The Audit Committee must pre-approve all non-audit services to be provided to the Company or its subsidiary entities by the Company’s external auditor. The Audit Committee has delegated to the Chair of the committee the authority to pre-approve non –audit services up to an amount of $5,000, with such pre-approved services presented to the Audit Committee at the next scheduled Audit Committee meeting following such pre-approval.
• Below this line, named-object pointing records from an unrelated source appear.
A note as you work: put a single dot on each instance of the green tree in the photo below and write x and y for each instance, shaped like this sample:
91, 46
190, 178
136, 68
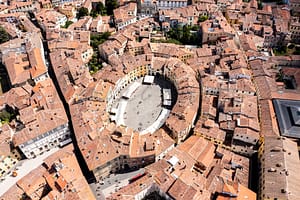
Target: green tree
68, 23
95, 63
202, 18
5, 116
110, 6
99, 9
4, 36
82, 12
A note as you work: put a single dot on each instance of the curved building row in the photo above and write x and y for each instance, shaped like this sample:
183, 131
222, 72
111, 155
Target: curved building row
109, 148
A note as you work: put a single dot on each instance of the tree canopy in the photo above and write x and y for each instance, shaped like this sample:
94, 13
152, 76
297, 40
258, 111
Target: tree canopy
82, 11
110, 6
4, 36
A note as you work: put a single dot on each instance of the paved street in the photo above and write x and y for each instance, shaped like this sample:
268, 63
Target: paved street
23, 168
110, 185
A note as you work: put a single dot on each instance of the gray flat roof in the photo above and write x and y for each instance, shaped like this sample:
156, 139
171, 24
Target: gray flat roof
288, 117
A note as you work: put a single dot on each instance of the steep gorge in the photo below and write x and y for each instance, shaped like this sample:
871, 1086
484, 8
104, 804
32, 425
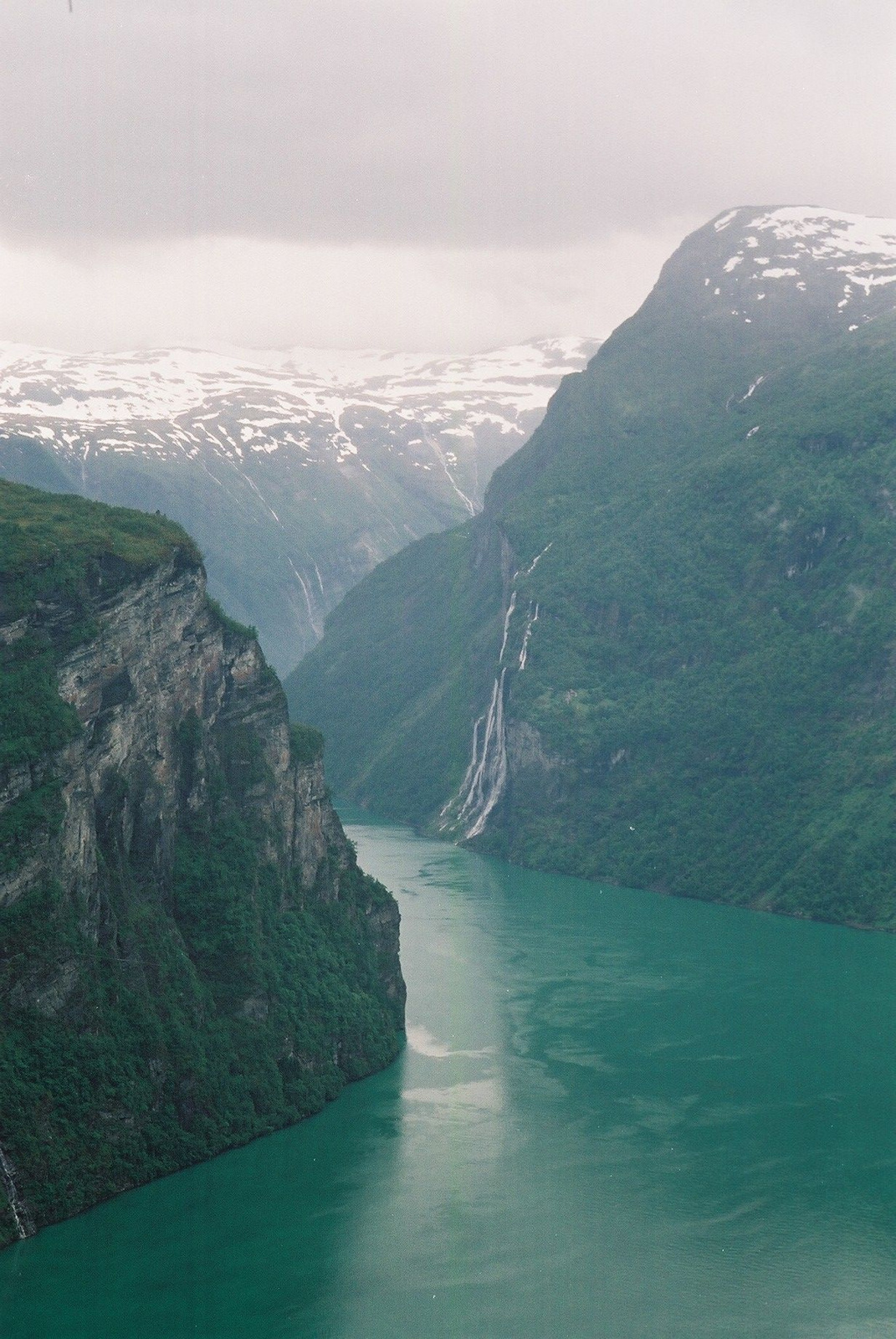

De minimis non-audit services satisfy the pre-approval requirement provided:
a.
the aggregate amount of all these non-audit services that were not pre-approved is reasonably expected to constitute no more than five percent of the total amount of fees paid by the Company and its subsidiaries to the external auditors during the fiscal year in which the services are provided;
b.
the Company or subsidiaries, as the case may be, did not recognize the services as non-audit services at the time of the engagement; and
c.
the services are promptly brought to the attention of the Audit Committee and approved, prior to the completion of the audit, by the Audit Committee or by the Chair of the Audit Committee, who has been granted authority to pre-approve non-audit engagements.
4.
The Audit Committee will review and discuss with management and the external auditors the annual audited financial statements, including discussion of material transactions with related parties, accounting policies, as well as the external auditors’ written communications to the Committee and to management.
Linear Gold Corp
Annual Information Form
Page 24 of 25
5.
The Audit Committee reviews the Company’s financial statements, MD&A as well as annual and interim earnings press releases and recommends such to the Board. This is prior to public disclosure of such information.
6.
The Audit Committee ensures that adequate procedures are in place for the review of financial information extracted or derived from the Company’s financial statements, contained in the Company’s other public disclosures and must periodically assesses the adequacy of those procedures.
7.
The Audit Committee establishes procedures for:
a.
the receipt, retention and treatment of complaints received by the Company regarding accounting, internal accounting controls, or auditing matters; and
b.
the confidential, anonymous submission by employees of the Company of concerns regarding questionable accounting or auditing matters.
8.
The Audit Committee reviews and approves the Company’s hiring policies regarding partners, employees and former partners and employees of the present and former external auditor of the Company. The Committee will ensure that the policies prohibiting hiring of any partners, employees and former partners and employees of the present and former external auditor of the Company until the passage of three years subsequent to the date of their last employment by the present or former external auditor of the company.
9.
The Audit Committee will, with respect to ensuring the integrity of disclosure controls and internal controls over financial reporting, understand the process utilized by the Chief Executive Officer and the Chief Financial Officer to comply with Multilateral Instrument52-109.
10.
The Audit Committee will undertake a process to identify the principal risks of the business and ensure appropriate risk management techniques are in place. This will involve enquiry of management regarding how risks are managed.
Reporting
The reporting obligations of the Committee will include:
§
Report to the Board on the proceedings of each Audit Committee meeting and on the Audit Committee’s recommendations at the next regularly scheduled Board meeting.
§
Review the disclosure required in the Company’s Annual Information Form as Form 52-110FI.
Meetings
The Committee will meet at least four times per year and at least once every fiscal quarter. Meetings may also be convened at the request of the external auditor.